Mahmud Durrani, a long retired Pakistani Major General, was taken away at 84 last week by the heart condition he had dealt with for more than four decades. It was detected while he was in service and probably prevented the celebrated cavalryman from rising much higher.

But, he used that setback to transform himself into a different figure altogether. A man of peace, the mostly India-hating Urdu press in Pakistan often derided him as General Shanti. The Indian term for peace was preferred to the Urdu, aman, only to pile on the ridicule.

Despite his decade in peacemaking, in 2008, the new (post-Musharraf) Pakistan People’s Party government appointed him National Security Adviser. Benazir Bhutto had been assassinated in the run-up to that election and her husband Asif Ali Zardari was President. We need to also note that in his post-Op Parakram conciliatory phase Musharraf had started to lean on Durrani. He trusted him enough to appoint him Ambassador to Washington where he was trying to clean up Pakistan’s act.

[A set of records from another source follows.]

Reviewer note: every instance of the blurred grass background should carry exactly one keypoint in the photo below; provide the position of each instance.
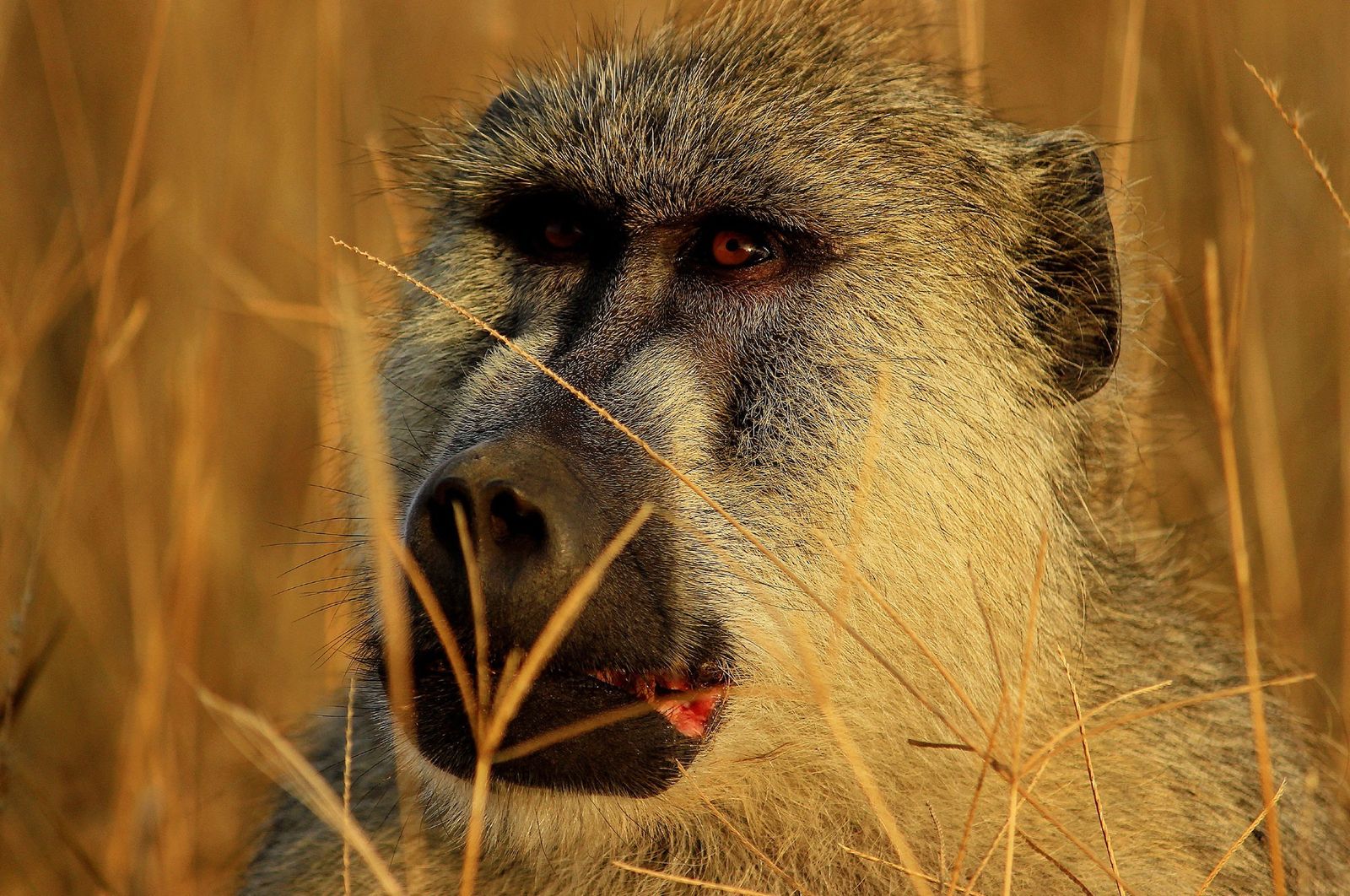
(169, 177)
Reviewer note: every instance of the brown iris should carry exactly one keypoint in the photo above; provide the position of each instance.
(737, 249)
(564, 234)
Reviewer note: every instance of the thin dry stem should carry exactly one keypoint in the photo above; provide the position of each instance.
(1019, 720)
(449, 643)
(346, 787)
(1293, 123)
(276, 756)
(512, 694)
(746, 841)
(1087, 764)
(688, 882)
(478, 606)
(868, 857)
(1222, 397)
(861, 774)
(1239, 844)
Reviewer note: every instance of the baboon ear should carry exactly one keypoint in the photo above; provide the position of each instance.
(1071, 263)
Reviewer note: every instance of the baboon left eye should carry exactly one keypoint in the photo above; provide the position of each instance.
(735, 249)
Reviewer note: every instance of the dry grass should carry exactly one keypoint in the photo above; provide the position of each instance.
(179, 337)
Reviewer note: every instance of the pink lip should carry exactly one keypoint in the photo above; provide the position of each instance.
(663, 691)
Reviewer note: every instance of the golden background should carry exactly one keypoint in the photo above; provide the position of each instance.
(170, 175)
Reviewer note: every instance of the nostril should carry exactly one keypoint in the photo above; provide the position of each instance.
(513, 520)
(442, 510)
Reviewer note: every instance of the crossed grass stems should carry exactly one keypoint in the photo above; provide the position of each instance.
(492, 713)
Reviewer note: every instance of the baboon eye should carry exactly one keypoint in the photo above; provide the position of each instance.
(737, 249)
(564, 234)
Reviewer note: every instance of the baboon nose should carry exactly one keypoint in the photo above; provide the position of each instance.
(499, 510)
(528, 522)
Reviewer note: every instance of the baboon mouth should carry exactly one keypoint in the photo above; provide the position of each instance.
(686, 702)
(580, 731)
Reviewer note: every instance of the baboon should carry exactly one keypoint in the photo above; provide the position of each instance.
(877, 327)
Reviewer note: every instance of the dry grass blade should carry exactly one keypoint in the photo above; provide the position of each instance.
(1064, 738)
(1019, 720)
(746, 841)
(593, 722)
(898, 621)
(512, 693)
(971, 35)
(1190, 337)
(1087, 764)
(1273, 94)
(276, 756)
(458, 667)
(478, 606)
(861, 774)
(868, 857)
(1222, 396)
(958, 864)
(690, 882)
(559, 623)
(1131, 56)
(1237, 844)
(1059, 866)
(346, 785)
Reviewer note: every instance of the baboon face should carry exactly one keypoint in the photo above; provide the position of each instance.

Durrani as NSA was a big leap for Pakistan and no surprise that he didn’t even last a year in that job. He chafed after 26/11, seeing it as a deliberate Army/ISI betrayal and sabotage of the prospects of peace. Under pressure from global outrage Zardari offered to send him, his NSA, to India to coordinate investigations and rebuild confidence. The powers that be were furious and overruled this.

Durrani, however, wasn’t one to put up with this. In the first week of January 2009, barely five weeks after 26/11, he emphatically told the media that Mohammed Ajmal Kasab was indeed a Pakistani and it made no sense to hide that truth. He was made to resign immediately. Later, on visits to India in 2009 to deliver the R.K. Mishra Memorial Lecture at Observer Research Foundation (ORF) and then in 2017 to speak at the Institute of Defence Studies and Analyses (IDSA), he not only repeated the same truth but elaborated on it. He said he had no doubt whatsoever that the ISI had staged 26/11.

You have to have that special courage to say this while living in Pakistan. Especially if you are a respected veteran, a decorated combatant in the 1965 war and a former NSA. That’s the courage Durrani had. He was totally a Pakistani patriot and would volunteer to go to the front if war broke out again. He just believed his country and people’s interest was best served by avoiding that war, ideally, permanently. That’s why he fought for peace.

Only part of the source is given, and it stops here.